Following the document annotation above, the DR component performs (i) cross-reference validation, which filters out obviously irrelevant documents that do not contain either the kinase or the axis term; (ii) feature vector generation for the downstream machine-learning model; and (iii) creation of corresponding binary labels based on the BioCreative gold standard. After applying stemming and stop words removal, it generates two types of features: (i) standard Bag of Words (BOW) features, which uses two- and three-gram term combinations, weighted by Term Frequency Inverse Document Frequency (TFIDF) values (17), and (ii) six-engineered (ENG) feature sets. The ENG set contains a kinase score, the number of kinase annotations normalized by total words; Axis Score, the number of axis term annotations normalized by total words; Relevancy Score, the product of the kinase score and axis score; Proximity Score, the minimum number of words separating a kinase and axis annotation; and Proximity 10-Count and Proximity 50-Count, the number of pairs of kinase and axis annotations that are within 10 and 50 words of one another, respectively.

The DRIE component models the task of ranking documents as a binary classification problem in which it distinguishes between relevant and irrelevant articles. We used the Scikit-learn (18) Python machine-learning library for implementing the machine-learning models.
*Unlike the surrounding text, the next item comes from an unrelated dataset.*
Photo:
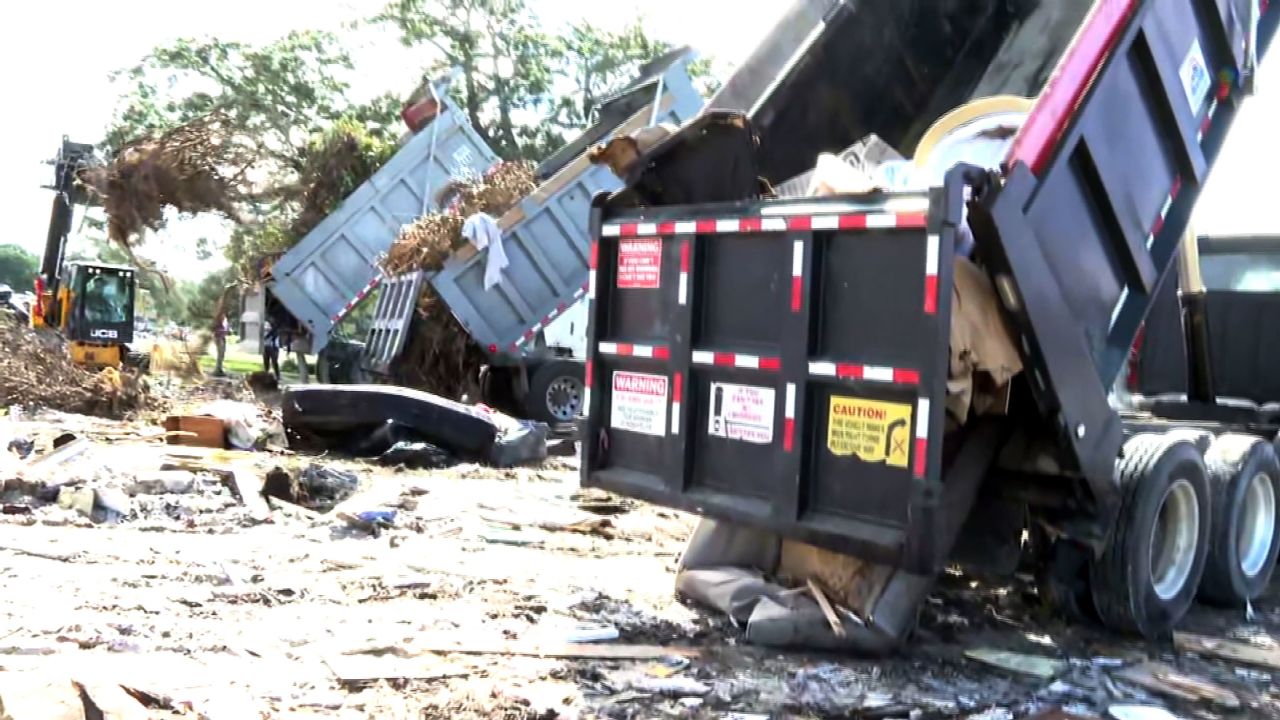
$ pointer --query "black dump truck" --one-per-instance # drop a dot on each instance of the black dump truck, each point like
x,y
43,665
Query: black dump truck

For the biological process full text and abstract tasks, eight support vector machine (SVM) models were developed based on SVM kernel (linear vs. Gaussian) and feature type (BOW vs. ENG). For the disease Full Text and Abstract subtasks, 16 models were developed based on kernel (linear vs. Gaussian), features (BOW vs. ENG) and ontology (HPO vs. NCITd). Each classifier model was trained using the full set of gold standard relevant documents and a 10–20% random sample of the total irrelevant documents (depending on balancing strategies). Each trained classifier was used for ranking the test documents based on their relevance according to the classifier confidence scores.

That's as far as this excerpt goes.